-To jak gotowy?- powiedziałam wchodząc do sali. Zobaczyłam jak tata stoi przy oknie z założonymi rękoma. - Coś się stało?- Odwrócił się i zobaczyłam, że jest uśmiechnięty od ucha do ucha a ja podeszłam do niego z niepewnym uśmiechem. Tata do mnie podszedł i przytulił, byłam zdezorientowana.
- Fury dzwonił. Musimy poważnie pogadać.- powiedział gdy już się ode mnie oderwał natomiast uśmiech nadal nie schodził mu z twarzy.
- To coś dobrego czy złego bo nie za bardzo wiem co myśleć.
- To coś bardzo dobrego ale nie wiem jak to przyjmiesz.
- Więc mi powiedz.
- Pojedziemy do siedziby T.A.R.C.Z.Y. Tam wszystkiego się dowiesz.
- Trochę to dziwne ale dobra nie będę pytać.
Wyszliśmy z sali i poszliśmy do auta. Byliśmy już w drodze do siedziby, nie miałam pojęcia o co chodzi ale skoro tata był taki szczęśliwy to postanowiłam nie pytać i zobaczyć o co chodzi jak już będziemy na miejscu.
Tony pov. ( pół godziny wcześniej)
Kończyłem się pakować, w końcu wychodzę z tego szpitala. Wolę własne łóżko te są strasznie nie wygodne. Zapinałem właśnie torbę z ubraniami gdy zadzwonił mój telefon. Fury. Na początku nie chciałem odbierać ale to Fury na jednym telefonie by się nie skończyło.
- Ta co jest?- zapytałem nie specjalnie zwracając uwagę na rozmowę.
- Stark musimy pogadać.- Brzmiał bardzo poważnie, nawet bardziej niż zwykle o ile to w ogóle możliwe.
- Co ty taki poważny co?
- Stark. Obudziła się.- Najpierw nie wiedziałem o co chodzi, ale gdy sobie to uświadomiłem telefon wypadł mi z ręki a sam z wrażenia usiadłem na łóżku. Podniosłem szybko telefon.
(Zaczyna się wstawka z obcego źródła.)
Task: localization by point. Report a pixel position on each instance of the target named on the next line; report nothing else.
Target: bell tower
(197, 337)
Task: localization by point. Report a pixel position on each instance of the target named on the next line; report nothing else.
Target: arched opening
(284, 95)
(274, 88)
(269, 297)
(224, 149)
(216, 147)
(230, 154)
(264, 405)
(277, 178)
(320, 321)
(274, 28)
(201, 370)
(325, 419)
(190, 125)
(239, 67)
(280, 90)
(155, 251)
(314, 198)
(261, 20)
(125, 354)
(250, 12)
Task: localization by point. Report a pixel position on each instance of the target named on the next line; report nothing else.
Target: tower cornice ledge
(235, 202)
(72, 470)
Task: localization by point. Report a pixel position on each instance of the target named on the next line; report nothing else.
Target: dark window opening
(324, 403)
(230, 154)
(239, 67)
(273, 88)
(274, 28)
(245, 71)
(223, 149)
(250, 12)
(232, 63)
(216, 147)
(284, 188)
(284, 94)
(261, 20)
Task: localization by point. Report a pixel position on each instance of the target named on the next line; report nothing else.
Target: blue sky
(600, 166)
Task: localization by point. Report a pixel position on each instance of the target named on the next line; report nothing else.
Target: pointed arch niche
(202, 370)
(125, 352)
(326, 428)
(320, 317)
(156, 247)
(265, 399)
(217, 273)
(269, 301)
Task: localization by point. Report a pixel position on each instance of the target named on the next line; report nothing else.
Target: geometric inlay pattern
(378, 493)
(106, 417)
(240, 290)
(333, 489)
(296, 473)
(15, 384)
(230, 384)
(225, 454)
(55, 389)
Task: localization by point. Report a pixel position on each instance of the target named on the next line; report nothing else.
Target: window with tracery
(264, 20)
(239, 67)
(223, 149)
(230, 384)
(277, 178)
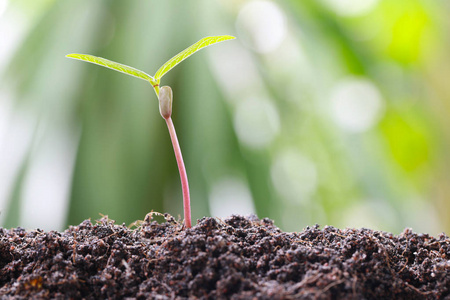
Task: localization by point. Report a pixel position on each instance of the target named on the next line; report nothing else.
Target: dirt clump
(237, 258)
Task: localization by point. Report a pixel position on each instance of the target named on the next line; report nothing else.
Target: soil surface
(236, 258)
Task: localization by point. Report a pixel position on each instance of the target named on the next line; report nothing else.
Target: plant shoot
(165, 98)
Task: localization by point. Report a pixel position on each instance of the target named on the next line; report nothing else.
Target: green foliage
(112, 65)
(204, 42)
(169, 65)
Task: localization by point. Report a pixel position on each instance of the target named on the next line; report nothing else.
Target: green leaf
(207, 41)
(113, 65)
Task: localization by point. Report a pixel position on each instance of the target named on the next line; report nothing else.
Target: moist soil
(236, 258)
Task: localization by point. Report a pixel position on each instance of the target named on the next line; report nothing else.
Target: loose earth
(236, 258)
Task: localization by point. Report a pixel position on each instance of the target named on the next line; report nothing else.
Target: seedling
(165, 98)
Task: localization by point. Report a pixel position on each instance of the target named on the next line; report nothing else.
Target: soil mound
(238, 258)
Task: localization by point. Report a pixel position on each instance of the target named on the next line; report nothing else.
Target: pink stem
(182, 170)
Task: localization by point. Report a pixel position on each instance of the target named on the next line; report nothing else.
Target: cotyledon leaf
(113, 65)
(204, 42)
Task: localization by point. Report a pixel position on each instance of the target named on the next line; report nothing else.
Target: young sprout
(165, 98)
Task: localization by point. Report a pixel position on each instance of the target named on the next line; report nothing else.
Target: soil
(236, 258)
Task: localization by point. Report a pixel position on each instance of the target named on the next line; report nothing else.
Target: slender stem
(182, 170)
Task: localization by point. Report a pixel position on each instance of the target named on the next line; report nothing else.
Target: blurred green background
(331, 112)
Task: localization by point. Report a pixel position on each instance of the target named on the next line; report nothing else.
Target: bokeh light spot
(350, 8)
(230, 196)
(356, 104)
(262, 25)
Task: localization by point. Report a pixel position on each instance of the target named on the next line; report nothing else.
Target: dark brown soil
(239, 258)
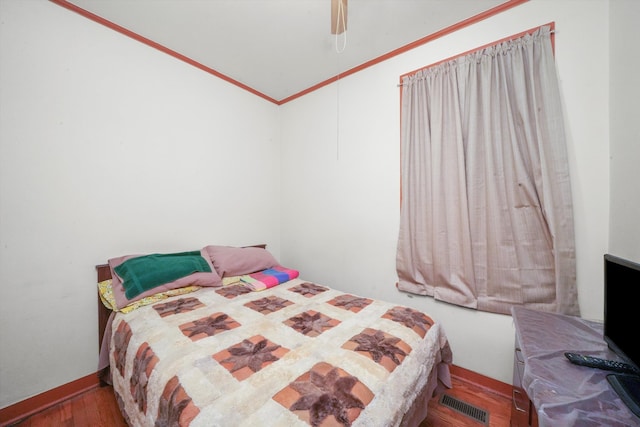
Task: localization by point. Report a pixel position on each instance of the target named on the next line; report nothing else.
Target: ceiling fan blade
(338, 16)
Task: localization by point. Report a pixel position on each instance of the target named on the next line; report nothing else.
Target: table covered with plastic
(565, 394)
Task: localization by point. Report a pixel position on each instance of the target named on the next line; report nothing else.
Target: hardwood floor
(98, 408)
(497, 405)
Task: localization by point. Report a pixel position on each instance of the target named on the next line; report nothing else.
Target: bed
(253, 344)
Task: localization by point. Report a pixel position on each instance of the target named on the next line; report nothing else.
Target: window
(486, 215)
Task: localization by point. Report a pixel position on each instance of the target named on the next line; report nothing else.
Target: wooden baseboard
(21, 410)
(494, 385)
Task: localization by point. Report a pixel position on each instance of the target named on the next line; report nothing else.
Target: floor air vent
(465, 408)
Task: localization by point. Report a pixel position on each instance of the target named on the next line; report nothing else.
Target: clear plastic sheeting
(565, 394)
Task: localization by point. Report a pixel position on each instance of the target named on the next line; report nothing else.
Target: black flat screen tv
(621, 323)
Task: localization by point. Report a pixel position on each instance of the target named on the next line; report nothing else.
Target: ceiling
(279, 48)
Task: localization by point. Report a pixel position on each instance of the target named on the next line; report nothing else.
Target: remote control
(606, 364)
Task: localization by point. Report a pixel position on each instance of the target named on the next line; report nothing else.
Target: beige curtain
(487, 216)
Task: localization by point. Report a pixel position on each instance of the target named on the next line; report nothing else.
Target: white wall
(109, 147)
(344, 176)
(625, 135)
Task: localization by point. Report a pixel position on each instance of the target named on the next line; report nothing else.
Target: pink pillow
(236, 261)
(197, 279)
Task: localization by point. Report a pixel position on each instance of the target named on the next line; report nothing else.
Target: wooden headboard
(104, 273)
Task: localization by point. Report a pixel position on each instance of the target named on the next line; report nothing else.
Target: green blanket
(149, 271)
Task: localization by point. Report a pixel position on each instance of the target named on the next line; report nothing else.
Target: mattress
(299, 353)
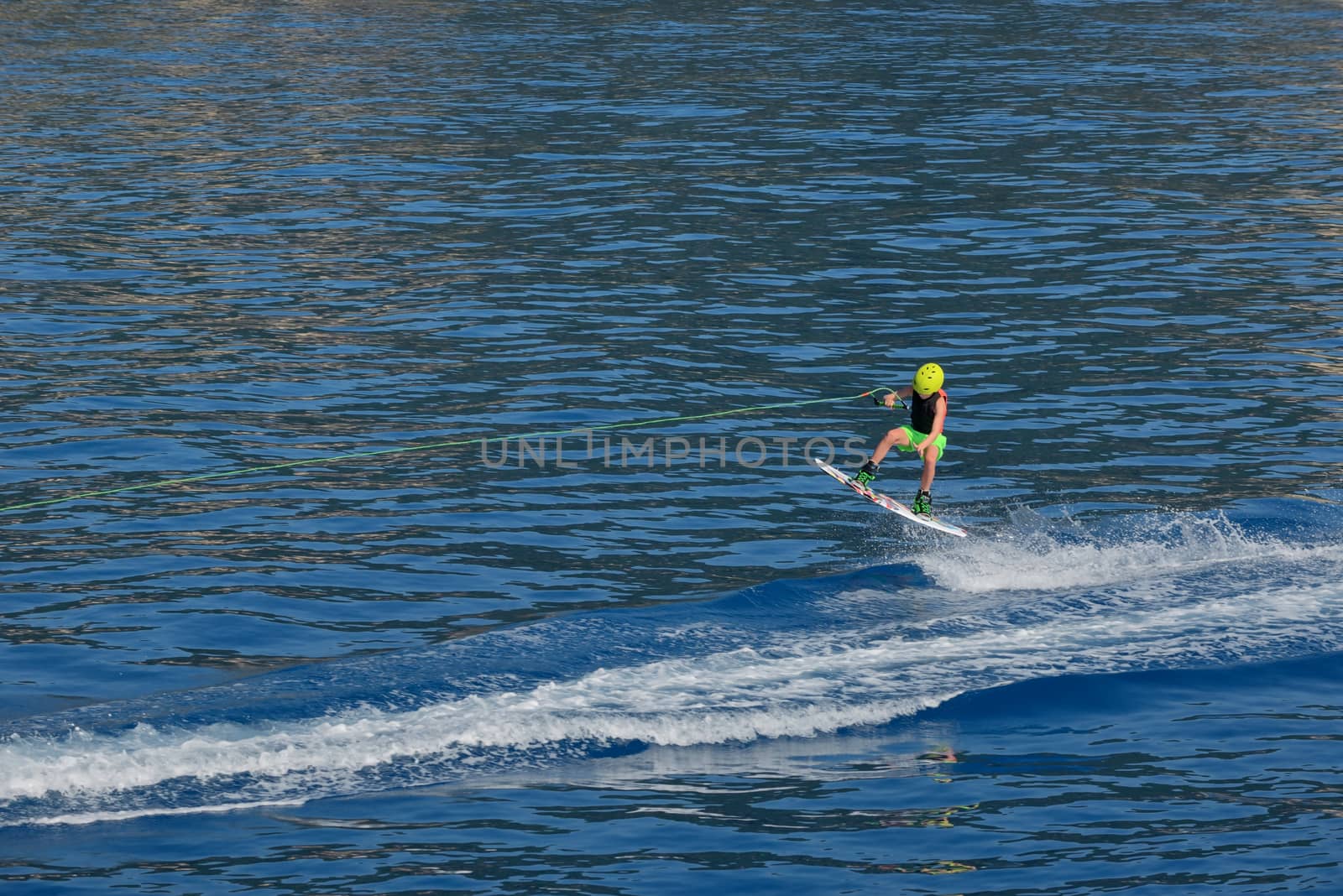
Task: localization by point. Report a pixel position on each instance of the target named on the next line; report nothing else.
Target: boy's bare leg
(888, 441)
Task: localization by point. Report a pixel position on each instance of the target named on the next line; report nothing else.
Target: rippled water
(242, 235)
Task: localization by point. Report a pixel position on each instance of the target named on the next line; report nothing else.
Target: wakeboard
(890, 503)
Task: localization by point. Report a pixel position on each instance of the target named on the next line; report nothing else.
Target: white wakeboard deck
(890, 503)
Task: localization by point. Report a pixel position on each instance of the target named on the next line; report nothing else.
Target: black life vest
(924, 411)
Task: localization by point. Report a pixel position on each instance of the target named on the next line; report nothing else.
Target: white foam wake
(807, 685)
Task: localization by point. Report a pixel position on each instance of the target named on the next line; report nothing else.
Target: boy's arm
(899, 393)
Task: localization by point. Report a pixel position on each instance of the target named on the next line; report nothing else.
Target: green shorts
(915, 438)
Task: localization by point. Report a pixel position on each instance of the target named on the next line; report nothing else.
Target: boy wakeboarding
(927, 414)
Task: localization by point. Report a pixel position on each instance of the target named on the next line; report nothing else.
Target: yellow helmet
(928, 378)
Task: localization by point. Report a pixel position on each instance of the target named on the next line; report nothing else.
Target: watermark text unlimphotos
(579, 448)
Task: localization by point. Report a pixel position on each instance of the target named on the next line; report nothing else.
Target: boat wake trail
(781, 660)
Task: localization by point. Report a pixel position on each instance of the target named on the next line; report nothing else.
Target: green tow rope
(248, 471)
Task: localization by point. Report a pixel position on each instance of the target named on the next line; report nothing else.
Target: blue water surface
(661, 651)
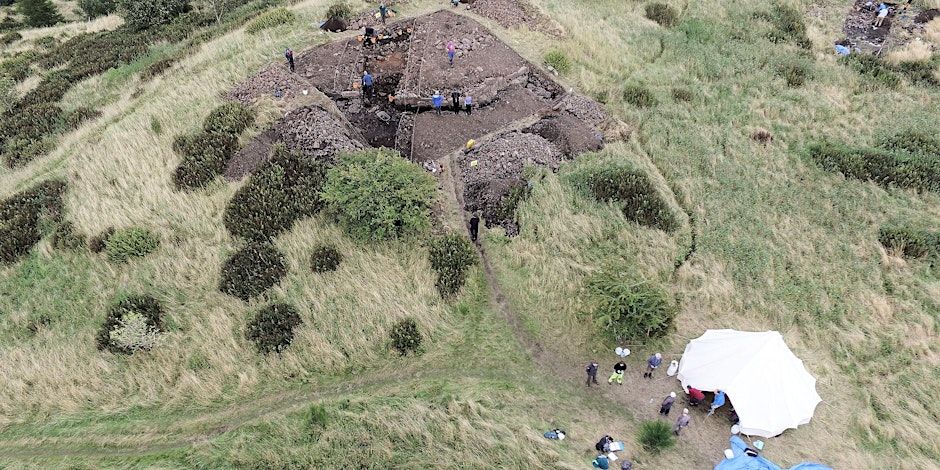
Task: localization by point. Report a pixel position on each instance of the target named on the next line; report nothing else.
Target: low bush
(883, 167)
(325, 258)
(656, 436)
(271, 19)
(663, 14)
(639, 96)
(65, 237)
(128, 243)
(628, 309)
(558, 60)
(205, 156)
(132, 324)
(230, 118)
(24, 215)
(912, 242)
(97, 243)
(451, 256)
(406, 337)
(252, 270)
(284, 190)
(272, 328)
(377, 195)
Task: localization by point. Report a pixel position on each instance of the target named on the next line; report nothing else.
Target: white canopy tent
(768, 385)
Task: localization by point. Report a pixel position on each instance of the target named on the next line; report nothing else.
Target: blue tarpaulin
(742, 461)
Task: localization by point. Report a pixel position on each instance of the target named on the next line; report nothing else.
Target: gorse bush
(558, 61)
(272, 328)
(628, 309)
(284, 190)
(377, 195)
(405, 336)
(655, 436)
(451, 256)
(663, 14)
(639, 96)
(133, 323)
(23, 216)
(325, 258)
(230, 118)
(129, 243)
(252, 270)
(271, 19)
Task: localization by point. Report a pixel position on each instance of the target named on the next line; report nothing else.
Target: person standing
(652, 363)
(682, 421)
(592, 374)
(619, 369)
(451, 52)
(289, 55)
(437, 100)
(717, 402)
(666, 407)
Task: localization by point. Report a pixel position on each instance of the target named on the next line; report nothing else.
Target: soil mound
(314, 132)
(492, 172)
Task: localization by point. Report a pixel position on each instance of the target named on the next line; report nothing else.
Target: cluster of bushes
(205, 154)
(906, 160)
(284, 190)
(132, 324)
(271, 19)
(405, 336)
(451, 256)
(626, 308)
(633, 190)
(378, 195)
(252, 270)
(25, 215)
(663, 14)
(272, 328)
(325, 258)
(912, 242)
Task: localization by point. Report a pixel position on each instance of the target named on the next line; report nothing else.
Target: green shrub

- Kiedy? Jak się czuje? Pamięta wszystko? Mów.- Przed chwilą nie wiedziałem co powiedzieć a teraz mam tyle pytań. Pepper się obudziła. Po tym ataku miała bardzo małe szanse na przeżycie wręcz to było niemożliwe, ale Fury zaproponował pomoc. Od trzech lat Pepper była w siedzibie T.A.R.C.Z.Y w śpiączce. Mayi łatwiej było wierzyć w to, że nie żyje niż dawać jej nadzieje na to, że kiedyś się obudzi a to mogło nigdy nie nastąpić. Ale teraz się obudziła, tylko jak ja teraz to powiem Mayi? Przecież nie powiem jej ,, Córeczko Pepper jednak żyje a trzy lata żyłaś w kłamstwie bo tak było wszystkim łatwiej". To nawet nie wchodziło w grę. Ale jakoś muszę jej to powiedzieć.
- Przyjedź to wszystkiego się dowiesz, to nie jest rozmowa na telefon i weź ją ze sobą. Trzy lata to za dużo, nawet dla niej.- Miał racje jakoś damy radę, musimy.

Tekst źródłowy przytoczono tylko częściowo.